Empfehlung Keramik Holding AG Laufen vom 1. November 1999

Öffentliches Kaufangebot der Compañia Roca Radiadores, S.A., Barcelona, Spanien, an alle sich im Publikum befindenden Inhaber- und Namenaktien der Keramik Holding AG Laufen, Laufen

A. Die Keramik Holding AG Laufen, mit Sitz in Laufen („Keramik Laufen"), weist ein Aktienkapital von CHF 37‘400‘000.-- auf, das eingeteilt ist in 308‘000 Inhaberaktien von je CHF 50.-- Nennwert und 2‘200‘000 Namenaktien von je CHF 10.-- Nennwert. Die Inhaberaktien sind an der SWX Swiss Exchange kotiert. Zweck der Gesellschaft ist das Halten von Beteiligungen, insbesondere im Bereich der keramischen Industrie.

B. Am 30. August 1999 kündigte Compañia Roca Radiadores, S.A., Barcelona, Spanien („Roca") im Rahmen einer Voranmeldung in den elektronischen Medien an, dass sie für alle sich im Publikum befindenden Inhaber- und Namenaktien der Keramik Laufen ein öffentliches Kaufangebot unterbreiten werde. Diese Ankündigung wurde am 31. August 1999 in den Zeitungen veröffentlicht. Im Weiteren gab Roca bekannt, dass sie am 28. August 1999 eine Vereinbarung unterschrieben habe, wonach sie 1‘570‘826 Namenaktien und 1‘252 Inhaberaktien der Keramik Laufen übernimmt. Dies entspricht 42,2% des gesamten Aktienkapitals und 62,7% der Stimmrechte der Gesellschaft.

C. Am 1. Oktober 1999 unterbreitete die Roca der Übernahmekommission ein Gesuch, wonach die sechswöchige Frist gemäss Art. 9 Abs. 1 UEV-UEK für die Unterbreitung des Übernahmeangebotes um zwei Wochen zu verlängern sei. Mit Empfehlung vom 7. Oktober 1999 entsprach die Übernahmekommission diesem Gesuch. Mit Empfehlung vom 21. Oktober 1999 gab die Übernahmekommission einem weiteren Fristerstreckungsgesuch von Roca statt und verlängerte die Frist für die Unterbreitung des Übernahmeangebotes letztmalig bis am 15. November 1999.
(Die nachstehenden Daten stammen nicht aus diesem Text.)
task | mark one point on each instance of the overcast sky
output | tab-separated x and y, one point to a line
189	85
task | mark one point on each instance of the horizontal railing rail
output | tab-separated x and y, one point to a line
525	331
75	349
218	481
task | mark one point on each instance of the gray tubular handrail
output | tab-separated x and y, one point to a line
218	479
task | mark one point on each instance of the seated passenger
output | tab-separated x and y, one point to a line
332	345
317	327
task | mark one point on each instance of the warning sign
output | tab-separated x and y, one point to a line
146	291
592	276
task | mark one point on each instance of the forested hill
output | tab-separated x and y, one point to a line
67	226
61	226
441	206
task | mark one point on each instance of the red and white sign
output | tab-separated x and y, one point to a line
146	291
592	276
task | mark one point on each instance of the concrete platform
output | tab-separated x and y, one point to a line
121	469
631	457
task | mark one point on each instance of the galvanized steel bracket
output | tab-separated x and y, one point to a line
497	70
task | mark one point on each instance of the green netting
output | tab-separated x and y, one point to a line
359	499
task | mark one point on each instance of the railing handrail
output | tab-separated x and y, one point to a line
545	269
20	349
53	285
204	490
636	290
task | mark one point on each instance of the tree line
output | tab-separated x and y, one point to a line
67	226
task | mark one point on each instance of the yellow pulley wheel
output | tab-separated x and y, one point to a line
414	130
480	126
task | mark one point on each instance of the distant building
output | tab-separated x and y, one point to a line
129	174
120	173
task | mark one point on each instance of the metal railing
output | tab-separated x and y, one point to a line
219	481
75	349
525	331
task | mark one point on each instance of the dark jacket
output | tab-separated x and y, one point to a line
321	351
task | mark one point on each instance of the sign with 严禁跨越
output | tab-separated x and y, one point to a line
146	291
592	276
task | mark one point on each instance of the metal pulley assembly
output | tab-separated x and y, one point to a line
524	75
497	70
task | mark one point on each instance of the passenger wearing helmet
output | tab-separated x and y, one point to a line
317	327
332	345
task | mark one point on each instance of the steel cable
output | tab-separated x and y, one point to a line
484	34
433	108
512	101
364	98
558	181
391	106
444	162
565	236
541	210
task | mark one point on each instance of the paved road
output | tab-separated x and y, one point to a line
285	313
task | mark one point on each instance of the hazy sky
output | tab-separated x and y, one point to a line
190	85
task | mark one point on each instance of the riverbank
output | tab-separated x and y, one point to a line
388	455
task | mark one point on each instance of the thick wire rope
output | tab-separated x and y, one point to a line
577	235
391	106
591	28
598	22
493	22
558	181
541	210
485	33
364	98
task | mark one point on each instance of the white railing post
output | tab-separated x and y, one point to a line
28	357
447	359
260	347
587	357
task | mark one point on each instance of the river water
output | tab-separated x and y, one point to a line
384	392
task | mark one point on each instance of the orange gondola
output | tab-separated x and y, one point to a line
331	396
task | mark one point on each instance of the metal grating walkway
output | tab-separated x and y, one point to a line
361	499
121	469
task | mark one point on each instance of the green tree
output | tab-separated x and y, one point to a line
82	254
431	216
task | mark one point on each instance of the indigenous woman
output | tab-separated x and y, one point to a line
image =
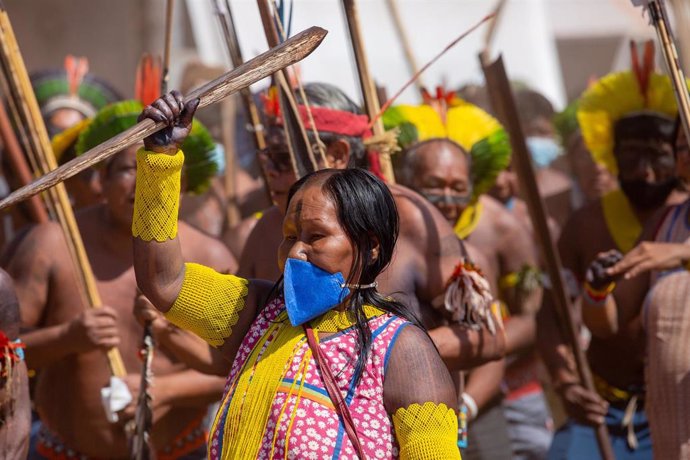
324	366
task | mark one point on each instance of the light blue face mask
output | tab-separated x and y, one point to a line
544	150
218	157
310	291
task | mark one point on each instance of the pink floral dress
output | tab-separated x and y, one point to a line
307	426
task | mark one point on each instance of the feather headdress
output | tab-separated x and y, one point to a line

D. Zur Prüfung dieser Angelegenheit wurde ein Ausschuss, bestehend aus Herrn Hans Caspar von der Crone, Frau Claire Huguenin und Herrn Jean-Paul Chapuis, gebildet.


Die Übernahmekommission zieht in Erwägung:

1. Voranmeldung

Gemäss Art. 7 Abs. 1 UEV-UEK kann der Anbieter ein Angebot vor der Veröffentlichung des Angebotsprospektes voranmelden. Die Wirkungen einer solchen Voranmeldung ergeben sich aus Art. 9 UEV-UEK. Gemäss Art. 8 Abs. 1 UEV-UEK muss die Voranmeldung landesweite Verbreitung finden, indem sie in zwei oder mehreren Zeitungen auf deutsch und französisch veröffentlicht wird. Nach Abs. 2 dieser Bestimmung muss sie mindestens einem der bedeutenden elektronischen Medien zugestellt werden, die Börseninformationen verbreiten.
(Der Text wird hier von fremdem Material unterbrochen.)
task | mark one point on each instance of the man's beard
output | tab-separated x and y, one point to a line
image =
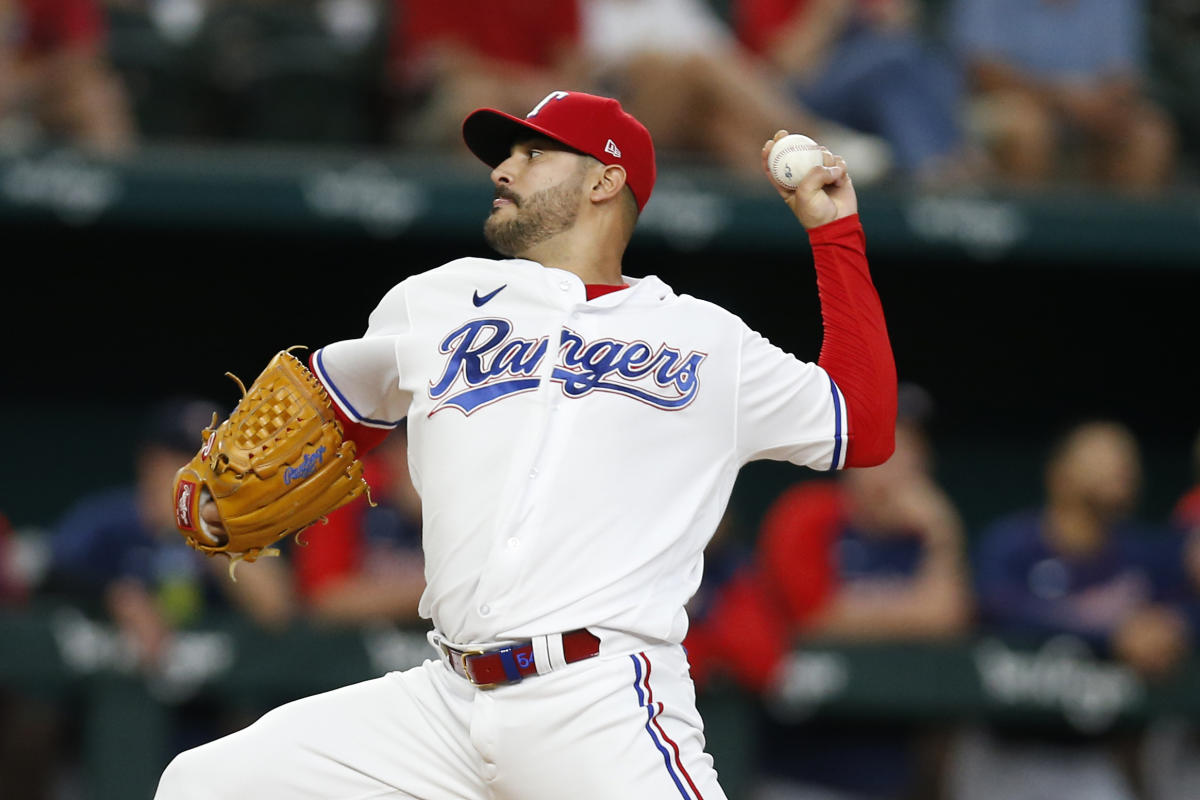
538	217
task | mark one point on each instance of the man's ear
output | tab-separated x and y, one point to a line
609	184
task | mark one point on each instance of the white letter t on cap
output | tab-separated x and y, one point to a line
553	95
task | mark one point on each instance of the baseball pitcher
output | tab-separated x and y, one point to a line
575	434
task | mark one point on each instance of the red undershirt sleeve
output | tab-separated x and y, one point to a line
856	350
364	437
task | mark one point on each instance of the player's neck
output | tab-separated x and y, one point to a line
593	262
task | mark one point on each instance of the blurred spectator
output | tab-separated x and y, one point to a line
451	58
1186	515
29	726
366	564
1060	90
1079	566
119	549
863	64
678	67
879	554
1170	757
55	80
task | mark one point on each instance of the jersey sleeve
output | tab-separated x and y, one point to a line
787	409
363	376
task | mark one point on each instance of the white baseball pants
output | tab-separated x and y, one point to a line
615	726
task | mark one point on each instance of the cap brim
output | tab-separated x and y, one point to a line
490	133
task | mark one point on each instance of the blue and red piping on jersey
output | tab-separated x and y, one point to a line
665	744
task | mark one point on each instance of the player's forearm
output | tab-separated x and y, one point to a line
856	352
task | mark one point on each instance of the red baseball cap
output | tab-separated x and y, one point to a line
597	126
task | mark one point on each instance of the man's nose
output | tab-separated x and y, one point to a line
502	174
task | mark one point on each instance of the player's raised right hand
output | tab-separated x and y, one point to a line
823	196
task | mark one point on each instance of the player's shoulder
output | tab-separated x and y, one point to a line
699	306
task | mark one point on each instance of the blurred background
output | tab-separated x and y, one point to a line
1008	608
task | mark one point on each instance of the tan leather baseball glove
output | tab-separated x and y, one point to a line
275	467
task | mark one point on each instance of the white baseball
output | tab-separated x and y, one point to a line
792	157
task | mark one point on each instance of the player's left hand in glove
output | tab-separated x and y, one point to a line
276	465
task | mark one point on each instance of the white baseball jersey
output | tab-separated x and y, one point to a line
574	457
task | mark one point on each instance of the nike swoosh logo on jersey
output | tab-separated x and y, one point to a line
479	301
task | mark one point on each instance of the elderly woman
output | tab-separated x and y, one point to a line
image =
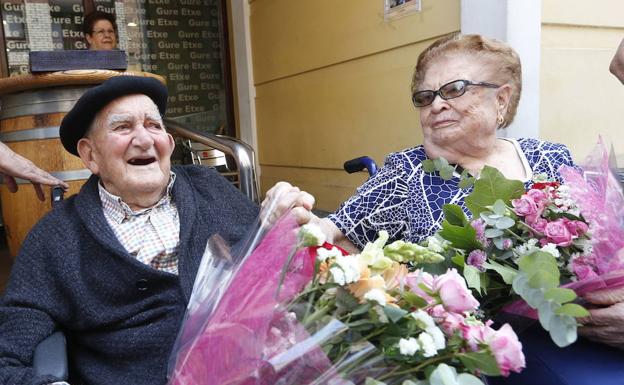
466	87
100	31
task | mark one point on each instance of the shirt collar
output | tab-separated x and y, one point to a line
119	210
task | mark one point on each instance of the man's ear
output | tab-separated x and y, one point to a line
86	151
171	143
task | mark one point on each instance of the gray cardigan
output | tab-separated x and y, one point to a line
120	316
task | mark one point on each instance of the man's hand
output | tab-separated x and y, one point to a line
282	197
606	323
617	63
13	166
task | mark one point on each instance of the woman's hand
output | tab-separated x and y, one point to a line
13	166
606	323
282	197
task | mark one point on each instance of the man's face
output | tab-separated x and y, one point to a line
103	36
129	149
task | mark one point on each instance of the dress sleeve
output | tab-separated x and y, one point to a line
379	204
25	318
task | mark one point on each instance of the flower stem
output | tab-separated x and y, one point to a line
419	367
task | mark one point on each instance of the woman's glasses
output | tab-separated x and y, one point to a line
450	90
102	32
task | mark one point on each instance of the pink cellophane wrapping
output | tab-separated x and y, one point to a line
248	326
598	194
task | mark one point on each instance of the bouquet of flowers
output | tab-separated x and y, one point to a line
544	245
297	310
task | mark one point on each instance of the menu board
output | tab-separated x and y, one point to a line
181	40
42	26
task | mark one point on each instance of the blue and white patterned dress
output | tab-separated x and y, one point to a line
407	202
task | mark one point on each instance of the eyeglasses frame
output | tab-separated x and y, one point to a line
437	92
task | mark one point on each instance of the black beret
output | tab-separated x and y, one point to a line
78	120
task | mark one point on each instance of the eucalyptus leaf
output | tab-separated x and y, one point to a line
562	330
471	274
461	237
446	173
465	183
490	187
573	310
507	273
545	312
454	215
493	233
394	313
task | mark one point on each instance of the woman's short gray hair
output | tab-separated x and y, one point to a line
502	57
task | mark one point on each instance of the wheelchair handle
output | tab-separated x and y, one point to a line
56	194
359	164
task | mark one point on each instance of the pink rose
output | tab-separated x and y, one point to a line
557	232
413	281
476	258
539	225
506	348
539	196
577	228
479	226
453	292
525	206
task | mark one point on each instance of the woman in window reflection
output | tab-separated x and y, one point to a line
100	31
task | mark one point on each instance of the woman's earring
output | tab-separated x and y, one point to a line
500	119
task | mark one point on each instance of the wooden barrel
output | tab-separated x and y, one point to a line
29	125
32	109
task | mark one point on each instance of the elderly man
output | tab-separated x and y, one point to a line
114	265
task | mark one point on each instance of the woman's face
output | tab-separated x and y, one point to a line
465	125
103	36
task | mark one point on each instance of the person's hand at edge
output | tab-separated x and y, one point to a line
617	63
606	322
13	165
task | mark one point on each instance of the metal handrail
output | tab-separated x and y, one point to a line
242	153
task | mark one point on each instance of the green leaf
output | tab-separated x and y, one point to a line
545	312
414	300
473	278
458	259
499	207
493	233
505	223
560	295
446	173
461	237
490	187
482	361
454	215
507	273
428	166
465	183
440	163
573	310
394	313
562	330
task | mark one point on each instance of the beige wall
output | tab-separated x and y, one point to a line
580	98
332	83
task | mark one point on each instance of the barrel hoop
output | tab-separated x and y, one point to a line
30	134
66	176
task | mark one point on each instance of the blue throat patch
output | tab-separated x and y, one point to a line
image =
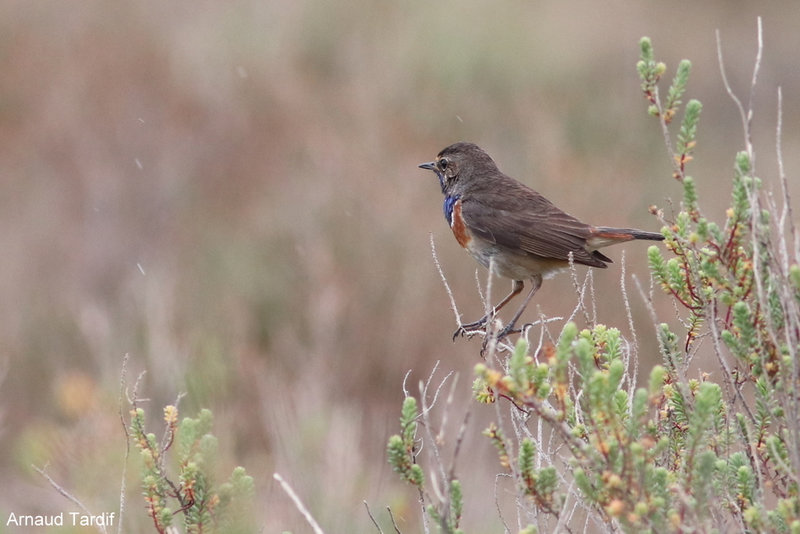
449	202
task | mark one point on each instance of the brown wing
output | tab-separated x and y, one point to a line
516	217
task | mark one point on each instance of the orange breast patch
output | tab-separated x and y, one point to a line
459	226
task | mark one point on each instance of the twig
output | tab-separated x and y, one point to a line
394	523
746	115
369	513
68	495
122	385
786	212
444	281
298	504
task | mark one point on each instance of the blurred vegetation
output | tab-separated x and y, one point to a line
228	194
583	446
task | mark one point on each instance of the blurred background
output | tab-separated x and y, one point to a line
228	193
Art. 8 UEV-UEK schreibt ncht vor, wie die Veröffentlichungen in der Presse und in den elektronischen Medien koordiniert werden müssen. Die Übernahmekommission wendet in diesem Fall Art. 19 Abs. 2 BEHV-EBK sinngemäss an. Die Voranmeldung entfaltet somit die in Art. 9 UEV-UEK vorgesehenen Wirkungen vom Zeitpunkt ihrer Veröffentlichung in den elektronischen Medien an. Voraussetzung ist allerdings, dass die Veröffentlichung in der Presse innerhalb einer angemessenen Frist nachfolgt. Nach der Praxis der Übernahmekommission gilt eine Frist von zwei bis drei Börsentagen als angemessen. Vorliegend erfolgte die Veröffentlichung in den Tageszeitungen einen Börsentag nach der Veröffentlichung in den elektronischen Medien. Damit ist den gesetzlichen Anforderungen entsprochen.

2. Anwendbarkeit der Bestimmungen über Pflichtangebote

Nach Abschluss der Vereinbarung vom 28. August 1999 verfügt die Anbieterin unter Einbezug der durch Keramik Laufen selbst gehaltenen Aktien (2,7% des Kapitals) über 44,9% des Kapitals und 62,7% der Stimmrechte der Zielgesellschaft. Dadurch wurde die Pflicht zur Unterbreitung eines Angebotes ausgelöst (Art. 32 BEHG). Die Anbieterin ist somit insbesondere den Einschränkungen bezüglich der Festlegung des Angebotspreises unterworfen (Art. 32 BEHG).

Vorliegend liegt der Angebotspreis für die kotierten Inhaberaktien über dem Durchschnittskurs der während der letzten 30 Börsentage vor Veröffentlichung der Voranmeldung ermittelten Eröffnungskurse. Art. 32 Abs. 4 BEHG und Art. 37 Abs. 2 BEHV-EBK i.V.m. Art. 9 Abs. 3 lit. a UEV-UEK sind demzufolge eingehalten. Ferner hat die Anbieterin innerhalb der letzten 12 Monate keinen höheren als den angebotenen Preis für Beteiligungspapiere der Zielgesellschaft bezahlt. Art. 32 Abs. 4 BEHG und Art. 38 BEHV-EBK sind erfüllt.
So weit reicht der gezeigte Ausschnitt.